Data Retention Policies for Public Libraries: Engineering Deterministic Lifecycle Workflows

Operating within the broader Patron Validation & Privacy Data Routing architecture, this guide covers the problem every public library data team eventually inherits: patron records, circulation logs, and hold history accumulate indefinitely unless something deliberately ages them out, and the statutes governing that ageing are strict, jurisdiction-specific, and audited. Library-tech staff hit this the moment a records officer asks how long checkout history is kept, a state privacy statute mandates deletion after a fixed window, or an analytics warehouse is discovered to be holding identifiable circulation rows years past their retention horizon.
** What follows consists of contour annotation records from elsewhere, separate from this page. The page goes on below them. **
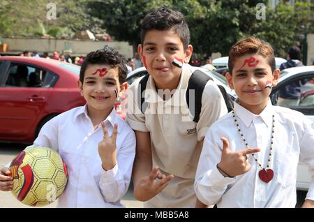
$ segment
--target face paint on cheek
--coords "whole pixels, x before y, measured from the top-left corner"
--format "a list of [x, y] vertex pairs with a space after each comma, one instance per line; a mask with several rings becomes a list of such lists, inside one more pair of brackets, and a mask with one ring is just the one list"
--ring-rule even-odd
[[178, 68], [182, 68], [183, 66], [183, 59], [179, 59], [177, 57], [174, 57], [172, 61], [172, 65], [177, 66]]
[[91, 75], [96, 75], [97, 73], [98, 73], [99, 77], [103, 77], [108, 74], [108, 70], [107, 68], [98, 68], [95, 72], [91, 73]]
[[146, 69], [147, 69], [147, 66], [146, 64], [146, 57], [145, 56], [142, 56], [142, 60], [143, 60], [143, 64], [144, 64], [144, 66], [145, 66]]
[[248, 67], [255, 67], [256, 66], [257, 66], [259, 62], [260, 62], [260, 60], [256, 59], [255, 57], [251, 57], [248, 59], [244, 60], [244, 62], [243, 63], [243, 66], [241, 66], [240, 69], [244, 68], [246, 64], [248, 64]]
[[267, 80], [266, 82], [266, 86], [264, 89], [269, 88], [270, 89], [271, 89], [272, 87], [273, 87], [273, 84], [272, 84], [271, 81]]

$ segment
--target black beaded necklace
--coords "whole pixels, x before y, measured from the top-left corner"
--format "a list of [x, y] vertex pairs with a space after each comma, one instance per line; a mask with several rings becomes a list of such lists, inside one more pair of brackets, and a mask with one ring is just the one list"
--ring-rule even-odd
[[[240, 133], [241, 137], [242, 138], [242, 140], [244, 142], [244, 144], [246, 145], [246, 149], [249, 149], [250, 147], [248, 147], [248, 142], [247, 142], [246, 138], [244, 138], [244, 135], [242, 131], [240, 129], [240, 126], [236, 119], [234, 110], [232, 110], [232, 117], [234, 119], [234, 123], [237, 126], [237, 128], [238, 128], [238, 132], [239, 132], [239, 133]], [[271, 146], [270, 146], [270, 150], [269, 150], [269, 156], [268, 157], [267, 166], [266, 167], [266, 168], [264, 168], [262, 166], [262, 164], [260, 163], [257, 158], [254, 155], [254, 154], [251, 154], [253, 156], [253, 157], [254, 158], [254, 159], [255, 160], [255, 162], [258, 164], [260, 168], [262, 168], [262, 170], [260, 170], [260, 172], [258, 173], [258, 176], [259, 176], [260, 179], [262, 181], [264, 182], [265, 183], [268, 183], [274, 177], [274, 171], [273, 171], [273, 170], [269, 168], [269, 163], [270, 163], [270, 159], [271, 159], [271, 151], [273, 151], [273, 147], [274, 147], [274, 133], [275, 132], [274, 127], [275, 127], [275, 116], [273, 114], [273, 126], [272, 126], [272, 128], [271, 128]]]

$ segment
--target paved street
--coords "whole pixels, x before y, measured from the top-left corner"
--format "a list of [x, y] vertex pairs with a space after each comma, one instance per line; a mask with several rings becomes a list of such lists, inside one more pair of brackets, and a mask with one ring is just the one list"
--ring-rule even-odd
[[[6, 165], [8, 162], [10, 161], [17, 153], [22, 150], [26, 145], [20, 144], [5, 144], [0, 143], [0, 167]], [[298, 201], [297, 207], [300, 207], [306, 193], [304, 191], [298, 191], [297, 197]], [[10, 192], [0, 191], [0, 208], [2, 207], [31, 207], [23, 205], [17, 200]], [[133, 187], [130, 186], [128, 193], [124, 196], [122, 199], [122, 203], [124, 203], [127, 207], [131, 208], [140, 208], [143, 205], [142, 202], [137, 201], [133, 197]], [[57, 202], [54, 202], [45, 207], [56, 207]]]

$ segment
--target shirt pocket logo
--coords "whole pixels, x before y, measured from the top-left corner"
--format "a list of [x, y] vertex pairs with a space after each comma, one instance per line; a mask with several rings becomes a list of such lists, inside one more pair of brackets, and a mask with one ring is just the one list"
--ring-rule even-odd
[[191, 128], [191, 129], [187, 129], [187, 135], [190, 135], [196, 133], [196, 128]]

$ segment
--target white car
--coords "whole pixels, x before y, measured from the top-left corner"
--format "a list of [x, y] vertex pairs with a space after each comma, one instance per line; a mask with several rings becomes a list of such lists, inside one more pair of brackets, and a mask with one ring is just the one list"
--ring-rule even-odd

Retention has to be engineered as a deterministic, replayable workflow — not a quarterly manual purge that nobody can prove happened correctly.

This page walks the retention contract end to end: the policy schema you enforce, the environment you need, an annotated Python implementation of the manifest-driven lifecycle engine, the compliance checkpoints for patron-identifiable fields, the quarantine patterns that keep one malformed manifest from deleting the wrong records, how to keep it performant at multi-million-row scale, and how to verify a run before it touches production. Every retention action described here is designed to be idempotent and to leave a cryptographically verifiable trail behind it.

Specification & Contract

A retention pipeline is only defensible if its behaviour is declared, versioned, and reproducible. The contract has one governing rule: no record changes state except as the direct result of a manifest entry evaluated against a timestamp. Every purge, archive, or pseudonymization is traceable to a specific policy version and a specific horizon calculation, so an auditor can replay the decision. The manifest is the single source of truth; the code is just an interpreter for it.

Each manifest entry maps a record type to a retention window and a terminal action. The table below is the minimum contract most public library pipelines start from. Treat each row as a rule you enforce in tests, not a default the code invents — an unmapped record type is a policy gap that routes to review, never a silent “keep forever.”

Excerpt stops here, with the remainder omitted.